Re: [gmx-users] How does g_msd calculates MSD?

2010-10-18 Thread Javier Cerezo

Hello Julian.

I've not gone though the C-code neither. However, from what I have read 
and understood about MSD calculation, both calculations you proposed 
should not give the same results. This is the way it is calculated.


1. You take different starting times over tyour trajectory, every 
-trestart picoseconds, from -b (let's take 0ps in this explanation) to -e.


2. From every restarting point (tr) you calculate the MSD, by 
calculating the diplacement of atomic positions compared to the position 
at the corresponding tr.


3. With the previous result you'll have a lot of MSD curves, 
corresponding to each restating point, e.g. one where t0=0ps, other 
t0=0+trestart, and so on. Actually, you are refering all curves to its 
corresponding t0, so you have all of them starting at 0.

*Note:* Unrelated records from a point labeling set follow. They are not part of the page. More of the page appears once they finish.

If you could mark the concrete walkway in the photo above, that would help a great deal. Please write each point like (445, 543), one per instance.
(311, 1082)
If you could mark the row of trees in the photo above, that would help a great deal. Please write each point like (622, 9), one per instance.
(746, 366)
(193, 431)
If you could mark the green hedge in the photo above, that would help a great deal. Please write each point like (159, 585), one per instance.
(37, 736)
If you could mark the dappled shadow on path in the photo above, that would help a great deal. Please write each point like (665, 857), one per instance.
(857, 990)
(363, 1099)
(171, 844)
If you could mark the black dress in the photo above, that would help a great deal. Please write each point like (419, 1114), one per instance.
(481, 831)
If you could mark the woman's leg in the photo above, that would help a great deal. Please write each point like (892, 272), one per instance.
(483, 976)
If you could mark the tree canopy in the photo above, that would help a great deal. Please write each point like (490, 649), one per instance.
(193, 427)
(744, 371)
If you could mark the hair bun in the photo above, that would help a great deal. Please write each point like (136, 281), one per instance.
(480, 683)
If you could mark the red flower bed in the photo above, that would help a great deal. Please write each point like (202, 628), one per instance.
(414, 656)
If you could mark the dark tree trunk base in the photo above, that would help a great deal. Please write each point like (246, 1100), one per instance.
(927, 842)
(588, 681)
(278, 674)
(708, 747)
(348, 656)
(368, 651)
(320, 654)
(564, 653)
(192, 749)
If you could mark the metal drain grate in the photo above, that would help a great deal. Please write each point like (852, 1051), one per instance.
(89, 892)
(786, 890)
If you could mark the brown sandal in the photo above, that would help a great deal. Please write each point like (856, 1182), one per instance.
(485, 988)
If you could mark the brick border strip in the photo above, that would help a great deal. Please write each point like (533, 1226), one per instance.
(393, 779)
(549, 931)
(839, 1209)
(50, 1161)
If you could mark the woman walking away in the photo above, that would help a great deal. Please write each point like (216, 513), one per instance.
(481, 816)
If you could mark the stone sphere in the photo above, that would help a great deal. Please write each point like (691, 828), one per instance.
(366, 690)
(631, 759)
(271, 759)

4. The average of all of these curves is done. With that you obtain 
properly averaged results (which is essential for a good MSD 
calculation). However, note that only the restarting point at 0ps of 
your original trayectory (or the -b time you selected) will contain all 
the points of the curve since, for example, the last restating point wil 
conntribute with the few points remaining to the end of the simulation 
(-e time). For that reason, the average is made with less points as the 
time from the reference is increased, and at the end of the curve, the 
results are not well averaged any more.


Hope that helps.

Javier

El 15/10/10 23:58, Julian escribió:

Hi everybody,

We're trying to understand how gromacs g_msd calculates MSD (without 
reading through the C code, I really don't know much about it, and 
there are hundreds of lines).
(What we want to do is to calculate MSD properly in our supercooled 
water simulations, i.e., to choose correctly the values for -b, -e  
and -trestart in order to get the longest, reliable MSD data)



We found a mail from Gaurav Goel (quoted below) which gives a 
reasonable explanation on the topic.


If we understand this correctly, then the output of

g_msd -b 50 -e 100 -trestart 50

should be the same as the second half (with the proper shifting) of
the output of

g_msd -b 0 -e 100 -trestart 50

But it is not, as anyone can verify with any simulation.
.. what are we missing?

Thanks in advance,
Julian

--
Julian Gelman Constantin
Department of Inorganic, Analytic and Chemical Physics (DQIAQF)
School of Exact and Natural Sciences
University of Buenos Aires, Argentina


---
Gaurav Goel gauravgoeluta at gmail.com
Tue Jul 13 00:56:02 CEST 2010

On Mon, Jul 12, 2010 at 5:22 PM, Ricardo Cuya Guizado
rcuyag at hotmail.com wrote:
 Dear gromacs users
 I make a MD of 20 ns of a solute in water
 With the g_msd program the msd vs the time was obtained
 In the plot, I observed a linear behaviour of the MSD from 0 to 15 
ns and a

 plateau with no linear tendence at the last 5 ns arpoximately.
 In order to know if the observed plateau was due to the data or is 
due to

 the way as the algorithm process the data, I divided the MD in two
 trajectories and obtained the msd for each one.
 From 0-10ns, the plot observed shows a linear tendence en the begining
and a
 plateau with no linear tendence from 9 to 10 ns.
 From 10-20 ns the plot observed was linear from 10 to 18 ns and not 
linear

 at the last, the same plateau was observed.
 Comparing the plots there are not equivalent,.
 Why g_msd produces a non linear plot at the last of the calculation 
and the

 plateau is ever produces.
 Somebody will explain the way as the g_msd algorithm work? and why 
the plot

 are no equivalent or why there must be equivalent?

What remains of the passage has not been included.